Bracciola di Mora al Sangiovese

Una ricetta semplice e golosa che esalta pienamente tre prodotti del territorio romagnolo.

Filetto di Mora Romagnola con goletta

Un secondo piatto delizioso e velocissimo, per trasformare una cena in una serata speciale.

Ragù bianco di Mora Romagnola

Corti conti e tagliatelle lunghe…ancora più buone se condite con la mora!

Diffusione e areale tipico di produzione

Dall’Appennino, con particolare riferimento all’areale Brisighellese, fino alla pianura.

La carne del suino di razza Mora Romagnola viene utilizzata, seguendo metodiche di lavorazione e conservazione tradizionali, per la produzione di salumi, oltre che per il consumo fresco.

Un po’ di storia

La Valle Padana era nota per l’allevamento dei suini fin dall’epoca romana, tanto che lo storico greco Polibio, a metà del II secolo a.C., scriveva: “Tanta è l’abbondanza di ghiande raccolte nei querceti della pianura, che la maggior parte dei suini macellati in Italia, per le necessità dell’alimentazione domestica e degli eserciti, si ricava da quella zona” (Baruzzi e Montanari, 1981). In quel periodo i maiali erano allevati soprattutto allo stato brado e condividevano la scena con altri animali, come ovini e bovini. Le modificazioni del paesaggio, con l’incremento di aree incolte e boschive, e il progressivo assorbimento delle abitudini alimentari delle popolazioni germaniche fecero sì che nel Medioevo il maiale assumesse un ruolo di primo piano nell’economia padana. Diversi documenti dell’alto Medioevo ci raccontano della dimensione e della qualità di certi boschi indicando la quantità di maiali che vi potevano ingrassare, se lasciati al pascolo (Baruzzi e Montanari, 1981).

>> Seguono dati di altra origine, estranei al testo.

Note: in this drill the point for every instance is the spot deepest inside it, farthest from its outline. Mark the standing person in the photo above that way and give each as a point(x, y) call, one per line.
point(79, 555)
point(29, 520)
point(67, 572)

Il trecentesco Trattato dell’agricoltura di Pier de’ Crescenzi, agronomo bolognese, al capitolo LXXVII del libro nono tratta “delle troie, porci e verri” e fornisce utili indicazioni su come scegliere, gestire e nutrire questi animali: “Ma nelle fredde regioni si debbono scegliere di spesso e nero pelo, e nelle temperate contrade si prendano di qualunque pelo saranno. Anche si scelgan di buona schiatta, acciocchè partoriscan di molti porci. Questo bestiame si può in tutti i luoghi tenere e avere: ma meglio dimorano nei campi paludosi che negli asciutti, e spezialmente dove abbonda selva d’arbori fruttuosi. La qual, piochè saranno i frutti maturi, soccorra al mutamento dell’anno, cioè nel tempo del Verno. Nutricansi massimamente ne’ luoghi dove la gramigna abbonda, e l’erbe delle canne e de’ vinchi: ma quando mancano gli alimenti, si deono dar loro nel Verno le ghiande, le castagne e somiglianti cose, o le fave o l’orzo o ‘l grano: imperocchè queste cose non solamente ingrassano, ma danno dilettevol sapore alla carne” (De’ Crescenzi et al., 1851). 

Indubbiamente l’areale particolarmente umido e ricco di vegetazione del ravennate doveva essere l’ideale per il pascolo dei maiali ed in particolare di quelli scuri, visto che si trattava di un ambiente climaticamente abbastanza freddo. Detto questo, è però difficile collocare nel tempo l’origine del suino di razza Mora romagnola, anche se è nota la sua particolare diffusione nelle province di Ravenna e Forlì fino agli anni ’50 del Novecento. L’unica certezza è l’attribuzione ufficiale, nel 1942, del nome “Mora” a questa razza, a causa del colore marrone scuro, tendente al nero, del mantello (Bigi e Zanon, 2008). Esistevano diversi ceppi o popolazioni di Mora, a seconda delle zone di allevamento e delle caratteristiche morfologiche. Secondo le notizie riportate da Mascheroni (Mascheroni, 1927), si parlava di una Mora Riminese, di colore rossastro caratterizzata da una macchia di colore chiaro sulla fronte, con scheletro piuttosto pesante; alcuni di questi soggetti presentavano anche una cinghiatura sempre chiara. C’erano poi i tipi Forlivese e Faentina, con scheletro più leggero della precedente, la prima di taglia maggiore e manto nerastro, con tinte più chiare nell’addome, diffusa nelle province di Ravenna e di Forlì; la seconda di colore rossiccio era tipica delle colline di Casola Valsenio. La Forlivese era più apprezzata dell’antica Faentina per le sue abbondanti masse muscolari e la carne squisita; per alcuni zootecnici derivava da incroci ripetuti con la razza Chianina (Cappuccia), che veniva importata dalla vicina Toscana, specialmente nelle zone collinari, poiché considerata ottima pascolatrice. (Bigi e Zanon A., 2008).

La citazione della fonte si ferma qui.